We All Need a Mentor

As flooring retailers continue the seemingly never-ending task of replacing and upgrading their sales personnel, there will constantly be new hires to blend into our staffs. My experience tells me that many managers put considerable time and resources into the recruitment process. Understandable. What I don’t understand is why when new staff members come on board they are too often viewed as a necessary evil. From the day they first walk in the door, too often all management seems to see is the amount of time that will be required getting them “up to speed”.  Then, when faced with what are perceived as more important daily tasks, these supervisors too often will pass training duties to another more senior salesperson. The conversation usually goes something like: “Just shadow Joe for a few days. He’s been in the business for over 20 years and has seen it all.”

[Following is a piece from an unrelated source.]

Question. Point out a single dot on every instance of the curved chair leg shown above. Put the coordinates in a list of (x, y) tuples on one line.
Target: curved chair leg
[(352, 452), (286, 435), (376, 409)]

There are several problems with this scenario. Often Joe is a commissioned sales person who understandably has his own agenda. Does Joe welcome this staff addition, or does he view it as him being forced to split the “commission pie” unnecessarily? In either event, how long do you think it will take for Joe to begin to influence the new hire with his prejudices? Does Joe have any experience in properly training, or was he largely self-taught when he began? Remember that too often 20 years experience is just one ineffective year repeated 20 times!

Then, predictably, management will complain when this recent hire begins to flounder, just as the ones before did. Then comes staff turnover. Next comes the manager complaining that you can’t find good people to hire today. Then the process is repeated. Why? Albert Einstein was right – this is insane! 

Remember that we all had a first day on the job – just as we had a first baseball game or piano lesson when we were young. Many of us had a teacher, or a coach, who believed in us and encouraged us to practice and improve. If you didn’t, you probably soon lost interest and gave up. The same is true when building sales knowledge and ability. The successful sales trainees have a mentor who monitors their progress, offers encouragement and celebrates their victories as their careers grow. All too often, though, many novice sales people are shoved into the deep end of the pool and told to swim. Most drown. It is not realistic to expect people to self-train in this, or in any industry. The success rate is simply unacceptable when doing so.

 In addition, when training is offered, my observation is that the majority of the time the primary emphasis is initially placed upon product knowledge. While expertise in this area is required, I feel that it is secondary in initial importance. I believe that the most important task for management is making sure that the new employee understands the organization and his/her role within it. They must know the firms’ mission and develop a belief in it. It is imperative that they be able to connect what they do with why they do it. In short, they have to first believe that what they sell, and what they do, are important and matter.

Remember to put the initial emphasis on the person doing the work, not the work itself. As Mary Kay Cosmetics founder Mary Kay Ash famously stated, you must “praise people to success”. She realized that she wasn’t merely selling lipstick. She was selling her associates on the concepts of beauty and self confidence.  Once her staff believed in their mission, the cosmetics sales would follow. Selling beautiful flooring is no different. With each new associate come fresh ideas. Welcome them! Celebrate incremental improvement - just as the piano teacher or coach did in our youth. While time consuming, having the opportunity to build a better staff is exciting! Don’t waste the opportunity.